The conversation regarding cannabis use is one that used to be fraught with tension regarding varying opinions and values. For veterans, the conversation is heating up. Although medical doctors don’t have permission yet to specifically encourage the usage of the drug, they are, by policy, mandated to be in conversation about it with military veterans. The policy is expected to take effect this month, right before the new year turns. The policy states that there’s a responsibility to “discuss with the Veteran marijuana use, due to its clinical relevance to patient care, and discuss marijuana use with any Veterans requesting information about marijuana." At the same time, this policy does not give veterans the ability to disregard federal law. A law that is mentioned is the Controlled Substances Act. It is stated that providers from the government that help veterans are “prohibited from completing forms or registering Veterans for participation in a State-approved marijuana program."

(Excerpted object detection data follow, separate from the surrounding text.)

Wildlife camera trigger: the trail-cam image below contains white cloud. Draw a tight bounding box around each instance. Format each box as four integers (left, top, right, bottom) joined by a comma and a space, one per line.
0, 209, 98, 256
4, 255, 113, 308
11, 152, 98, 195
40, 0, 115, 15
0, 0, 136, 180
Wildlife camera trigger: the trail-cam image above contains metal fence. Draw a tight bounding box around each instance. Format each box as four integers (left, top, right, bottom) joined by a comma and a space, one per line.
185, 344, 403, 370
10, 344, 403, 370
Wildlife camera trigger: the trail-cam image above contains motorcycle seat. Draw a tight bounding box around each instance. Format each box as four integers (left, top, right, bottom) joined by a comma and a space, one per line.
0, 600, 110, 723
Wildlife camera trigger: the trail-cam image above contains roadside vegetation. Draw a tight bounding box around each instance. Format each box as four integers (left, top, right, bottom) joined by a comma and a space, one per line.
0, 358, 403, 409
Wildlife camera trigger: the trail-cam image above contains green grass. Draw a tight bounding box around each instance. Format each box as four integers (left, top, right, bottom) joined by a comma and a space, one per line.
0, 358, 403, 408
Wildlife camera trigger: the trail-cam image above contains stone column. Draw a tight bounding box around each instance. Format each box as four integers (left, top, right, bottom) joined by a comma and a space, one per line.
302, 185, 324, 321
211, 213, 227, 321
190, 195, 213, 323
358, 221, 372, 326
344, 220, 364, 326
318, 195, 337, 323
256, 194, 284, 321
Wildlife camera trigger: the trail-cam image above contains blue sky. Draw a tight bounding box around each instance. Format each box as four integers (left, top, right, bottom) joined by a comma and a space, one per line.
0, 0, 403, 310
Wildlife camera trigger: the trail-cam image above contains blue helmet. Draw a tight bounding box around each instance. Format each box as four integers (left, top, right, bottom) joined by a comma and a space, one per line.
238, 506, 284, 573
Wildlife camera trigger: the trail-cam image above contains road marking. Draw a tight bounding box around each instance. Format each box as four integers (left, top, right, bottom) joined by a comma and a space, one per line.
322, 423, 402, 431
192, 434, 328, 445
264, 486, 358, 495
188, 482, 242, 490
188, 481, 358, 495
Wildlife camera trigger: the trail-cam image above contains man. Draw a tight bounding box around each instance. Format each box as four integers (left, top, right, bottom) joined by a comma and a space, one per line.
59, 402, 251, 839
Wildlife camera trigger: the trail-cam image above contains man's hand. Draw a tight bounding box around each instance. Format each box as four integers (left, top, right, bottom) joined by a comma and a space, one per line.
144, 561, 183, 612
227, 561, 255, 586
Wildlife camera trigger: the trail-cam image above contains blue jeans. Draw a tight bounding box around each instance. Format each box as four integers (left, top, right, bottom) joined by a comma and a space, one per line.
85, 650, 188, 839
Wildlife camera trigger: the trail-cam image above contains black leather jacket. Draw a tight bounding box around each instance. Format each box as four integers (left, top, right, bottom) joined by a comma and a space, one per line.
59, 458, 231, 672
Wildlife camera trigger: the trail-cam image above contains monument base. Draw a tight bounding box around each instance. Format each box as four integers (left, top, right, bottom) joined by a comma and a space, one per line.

V.A. Sec. David Shulki reports that there isn’t a law that specifically prohibits doctors from engaging in conversation or to recommend and present completed paperwork in states where that action is legal. Even if cannabis is not federally allowed. In 2003, the U.S. Supreme Court created a federal ruling, ensuring that doctors have a First Amendment right to recommend medical cannabis to patients, as long as they don't actually provide marijuana. This is something that has changed the course of medicine, especially in minors. One piece of the puzzle that isn’t in step quite yet is that doctors working in compliance with the government, is that the Veterans Affairs ’s office does not yet allow it. That is expected to change in the upcoming months. Shulki reports that some evidence that this is beginning to be helpful, and we're interested in looking at that and learning from that. He later concedes that, “until time the federal law changes, we are not able to be able to prescribe medical marijuana for conditions that may be helpful.”
It does seem to point that conversation about the issue has become a turning point in the issue. Although it remains to be seen exactly what this will mean for future generations, the fact that the government and medical doctors are looking forward to reach a balance is a good thing.